Les propos qui suivent n’engagent que moi, mais comme vous m’avez adressé en copie le mail que vous avez cru bon d’écrire à Francis Laffon, je ne vois pas pourquoi je me priverai de vous répondre. Je le vois d’autant moins, d’ailleurs, que vous incriminez toute la rédaction du journal et non pas seulement son directeur.

Vous avez raison au moins sur ce point : au-delà des responsabilités hiérarchiques, les quelque 130 journalistes qui composent la rédaction de « L’Alsace » forment un tout solidaire – pas uniforme ni « caporalisé », mais au contraire riche d’une grande diversité humaine.

Vous faites fausse route sur tout le reste et pour le dire crûment, vous avez perdu une belle occasion de vous taire.

Ainsi donc, vous nous accusez pêle-mêle de sympathies extrémistes rampantes, de partis pris insidieux (avec qui ?), de malhonnêteté intellectuelle… etc. Pour ma part, je me bornerai à constater que vous ne vous embarrassez ni de nuances, ni de doutes. Je vous tenais jusqu’ici en estime, figurez-vous… Mais cette prose est décidément d’une trop grande bassesse.
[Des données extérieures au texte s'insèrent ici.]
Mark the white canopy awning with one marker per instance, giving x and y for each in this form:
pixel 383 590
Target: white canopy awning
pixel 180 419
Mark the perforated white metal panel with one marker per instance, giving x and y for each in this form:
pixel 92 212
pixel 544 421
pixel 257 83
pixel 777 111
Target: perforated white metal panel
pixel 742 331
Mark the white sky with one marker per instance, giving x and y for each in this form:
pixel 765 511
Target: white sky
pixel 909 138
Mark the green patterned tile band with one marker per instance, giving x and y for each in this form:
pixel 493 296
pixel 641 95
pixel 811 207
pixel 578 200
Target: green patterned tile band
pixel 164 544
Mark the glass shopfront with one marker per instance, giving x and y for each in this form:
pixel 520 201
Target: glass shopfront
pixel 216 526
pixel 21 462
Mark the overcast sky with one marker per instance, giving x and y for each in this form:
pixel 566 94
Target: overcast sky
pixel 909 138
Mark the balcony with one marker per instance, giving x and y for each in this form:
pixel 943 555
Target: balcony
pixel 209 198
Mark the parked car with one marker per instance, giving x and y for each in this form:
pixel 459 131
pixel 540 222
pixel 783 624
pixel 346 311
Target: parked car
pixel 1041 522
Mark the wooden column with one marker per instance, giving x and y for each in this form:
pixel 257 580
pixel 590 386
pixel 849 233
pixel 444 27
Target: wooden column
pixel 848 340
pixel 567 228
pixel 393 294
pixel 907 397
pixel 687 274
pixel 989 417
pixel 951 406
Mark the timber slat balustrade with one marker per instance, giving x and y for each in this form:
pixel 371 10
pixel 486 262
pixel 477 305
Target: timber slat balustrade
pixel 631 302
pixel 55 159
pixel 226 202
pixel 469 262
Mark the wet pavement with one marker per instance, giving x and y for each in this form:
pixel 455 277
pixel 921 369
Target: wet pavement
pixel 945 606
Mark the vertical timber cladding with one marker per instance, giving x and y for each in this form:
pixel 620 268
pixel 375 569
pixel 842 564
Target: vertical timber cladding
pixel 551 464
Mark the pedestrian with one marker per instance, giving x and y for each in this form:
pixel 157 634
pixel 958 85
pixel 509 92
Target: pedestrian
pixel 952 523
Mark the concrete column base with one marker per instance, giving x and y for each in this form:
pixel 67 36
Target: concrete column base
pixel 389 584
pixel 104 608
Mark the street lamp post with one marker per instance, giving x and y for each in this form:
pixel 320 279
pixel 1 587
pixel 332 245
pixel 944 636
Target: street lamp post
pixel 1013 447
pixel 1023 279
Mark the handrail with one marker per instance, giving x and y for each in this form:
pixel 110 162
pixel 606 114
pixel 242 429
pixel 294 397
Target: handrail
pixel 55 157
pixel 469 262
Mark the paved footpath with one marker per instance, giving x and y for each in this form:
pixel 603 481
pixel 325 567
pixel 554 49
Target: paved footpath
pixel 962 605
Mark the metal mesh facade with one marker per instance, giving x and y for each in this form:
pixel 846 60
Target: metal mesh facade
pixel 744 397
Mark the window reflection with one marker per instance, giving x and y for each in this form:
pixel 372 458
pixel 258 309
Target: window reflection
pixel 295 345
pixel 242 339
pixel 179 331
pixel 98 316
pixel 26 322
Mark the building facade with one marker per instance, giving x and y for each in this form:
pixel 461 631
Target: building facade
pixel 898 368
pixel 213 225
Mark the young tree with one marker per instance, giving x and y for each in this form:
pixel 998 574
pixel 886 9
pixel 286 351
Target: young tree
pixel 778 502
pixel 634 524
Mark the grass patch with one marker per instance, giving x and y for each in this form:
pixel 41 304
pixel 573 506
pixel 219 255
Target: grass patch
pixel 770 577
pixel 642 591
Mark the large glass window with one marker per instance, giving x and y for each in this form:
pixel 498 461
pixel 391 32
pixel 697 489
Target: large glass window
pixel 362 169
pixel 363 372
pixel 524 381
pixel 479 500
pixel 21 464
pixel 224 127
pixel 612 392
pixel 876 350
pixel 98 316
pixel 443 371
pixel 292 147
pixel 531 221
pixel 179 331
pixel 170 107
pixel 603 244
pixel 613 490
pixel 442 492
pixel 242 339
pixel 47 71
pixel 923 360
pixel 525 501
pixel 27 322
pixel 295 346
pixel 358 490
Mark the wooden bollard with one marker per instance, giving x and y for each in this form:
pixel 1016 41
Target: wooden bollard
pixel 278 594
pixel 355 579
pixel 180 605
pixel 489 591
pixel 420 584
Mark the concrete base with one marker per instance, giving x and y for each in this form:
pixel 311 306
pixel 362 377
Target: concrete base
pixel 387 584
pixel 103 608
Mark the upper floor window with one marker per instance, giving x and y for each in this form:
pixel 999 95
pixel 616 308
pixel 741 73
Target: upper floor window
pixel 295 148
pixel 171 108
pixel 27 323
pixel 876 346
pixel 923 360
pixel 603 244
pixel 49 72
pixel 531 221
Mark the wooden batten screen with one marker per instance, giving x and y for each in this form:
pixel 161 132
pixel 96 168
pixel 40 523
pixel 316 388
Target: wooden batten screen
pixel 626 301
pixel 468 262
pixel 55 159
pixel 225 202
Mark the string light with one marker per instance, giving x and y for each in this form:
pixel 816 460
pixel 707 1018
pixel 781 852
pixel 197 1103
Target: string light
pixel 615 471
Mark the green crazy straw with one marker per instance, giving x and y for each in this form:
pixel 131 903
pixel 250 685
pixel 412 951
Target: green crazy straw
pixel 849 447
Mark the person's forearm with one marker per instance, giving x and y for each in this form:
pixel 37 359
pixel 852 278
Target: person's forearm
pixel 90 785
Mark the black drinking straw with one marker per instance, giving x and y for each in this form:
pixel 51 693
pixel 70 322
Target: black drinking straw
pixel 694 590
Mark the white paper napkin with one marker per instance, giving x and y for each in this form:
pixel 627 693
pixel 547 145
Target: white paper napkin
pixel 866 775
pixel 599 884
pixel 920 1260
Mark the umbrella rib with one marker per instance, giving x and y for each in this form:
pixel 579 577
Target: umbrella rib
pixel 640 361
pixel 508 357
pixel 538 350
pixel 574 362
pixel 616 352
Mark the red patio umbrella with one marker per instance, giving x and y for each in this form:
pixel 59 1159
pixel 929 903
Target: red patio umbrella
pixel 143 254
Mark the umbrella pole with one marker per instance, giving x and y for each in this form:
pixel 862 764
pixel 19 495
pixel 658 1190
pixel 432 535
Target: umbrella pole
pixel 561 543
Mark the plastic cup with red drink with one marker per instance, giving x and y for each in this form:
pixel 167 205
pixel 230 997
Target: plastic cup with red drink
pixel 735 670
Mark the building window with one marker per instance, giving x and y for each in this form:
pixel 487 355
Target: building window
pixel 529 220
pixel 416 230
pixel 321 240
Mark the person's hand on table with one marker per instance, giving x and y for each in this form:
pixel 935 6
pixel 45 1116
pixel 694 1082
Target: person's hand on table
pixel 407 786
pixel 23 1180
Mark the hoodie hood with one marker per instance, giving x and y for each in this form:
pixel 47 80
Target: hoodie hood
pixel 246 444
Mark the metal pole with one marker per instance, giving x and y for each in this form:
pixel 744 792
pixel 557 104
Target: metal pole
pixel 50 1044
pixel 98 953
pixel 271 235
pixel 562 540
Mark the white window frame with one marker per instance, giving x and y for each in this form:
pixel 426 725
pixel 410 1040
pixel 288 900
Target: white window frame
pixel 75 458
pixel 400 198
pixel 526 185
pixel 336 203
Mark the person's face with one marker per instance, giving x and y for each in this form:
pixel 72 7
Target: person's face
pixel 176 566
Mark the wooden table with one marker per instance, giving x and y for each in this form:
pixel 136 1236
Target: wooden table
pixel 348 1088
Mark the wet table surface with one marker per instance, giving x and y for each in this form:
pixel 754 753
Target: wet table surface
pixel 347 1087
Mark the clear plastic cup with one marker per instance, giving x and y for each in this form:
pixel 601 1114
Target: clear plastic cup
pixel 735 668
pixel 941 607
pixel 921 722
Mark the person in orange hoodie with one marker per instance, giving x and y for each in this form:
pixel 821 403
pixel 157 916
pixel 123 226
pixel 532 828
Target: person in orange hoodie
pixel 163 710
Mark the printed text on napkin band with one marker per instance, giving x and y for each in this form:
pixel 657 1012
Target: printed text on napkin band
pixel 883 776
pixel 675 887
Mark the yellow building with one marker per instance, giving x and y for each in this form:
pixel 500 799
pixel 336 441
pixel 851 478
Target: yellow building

Injurieux, diffamatoire et paranoïaque, le ton que vous employez ressemble de façon troublante à celui que nous réserve parfois certains responsables de l’extrême droite alsacienne – et je parle d’expérience !

Où avez-vous vu que « L’Alsace » dédiabolise l’extrémisme politique ? Ou encore, que nous maltraitons sciemment le Front de gauche ? Citez-moi des exemples précis, concrets et étayés, en évitant de retomber dans le ridicule d’une simple photo recadrée pour les besoins de la mise en page (vous qui êtes photographe, vous devriez connaître ce genre de contrainte).

Je suis vraiment curieux de découvrir – grâce à vous ! – que je travaille pour un « torchon » néo-poujadiste, xénophobe et raciste depuis plus de 12 ans. Ce procès d’intention est tellement outrancier qu’il a un côté comique, mais il est surtout accablant – pour vous, s’entend. Enfin, puisque vous évoquez les mânes de Jean-Marie Haeffelé, figurez-vous qu’il fut mon professeur et que je lui dois aussi mon embauche à « L’Alsace ». Croyez-vous vraiment qu’il aurait recruté un « facho » ?

Sachez-le, la prochaine missive de la même eau ira directement dans mon dossier « Spam ».

Emmanuel Delahaye

Rédaction locale de Mulhouse

Consternation

Monsieur,

Vous instruisez à charge, avec une outrance que j’ai rarement rencontrée dans ma vie professionnelle et en dehors de mon métier.

Pour une telle animosité qui frise la haine, je ne vous adresserai aucun éloge (même si la performance est hors norme), ni propos injurieux en retour, puisque vous les espérez sans doute.

Je ne suis pas sûr que vous attendiez une réponse de ma part. Sachez néanmoins que je suis prêt à vous rencontrer. Je n’ai pas le « plaisir » de vous connaître ou alors j’ai oublié, mais j’aimerais essayer de comprendre ce que vous nous reprochez au juste et sur quelle base précise, au-delà d’un méli-mélo d’accusations que j’ai du mal à récuser tant elles sont contraires à nos valeurs et à notre pratique quotidienne.

Que vous soyez critiques à notre égard, pourquoi pas. L’objection oui, l’abjection très peu pour nous.

L’adresse de notre journal est publique (18 rue de Thann, à Mulhouse) et mon numéro de téléphone portable est le 06 85 13 18 12. Rien à ajouter pour ma part. Sinon que vous serez tout de même le bienvenu.

Je vous laisse le soin de qualifier mes salutations.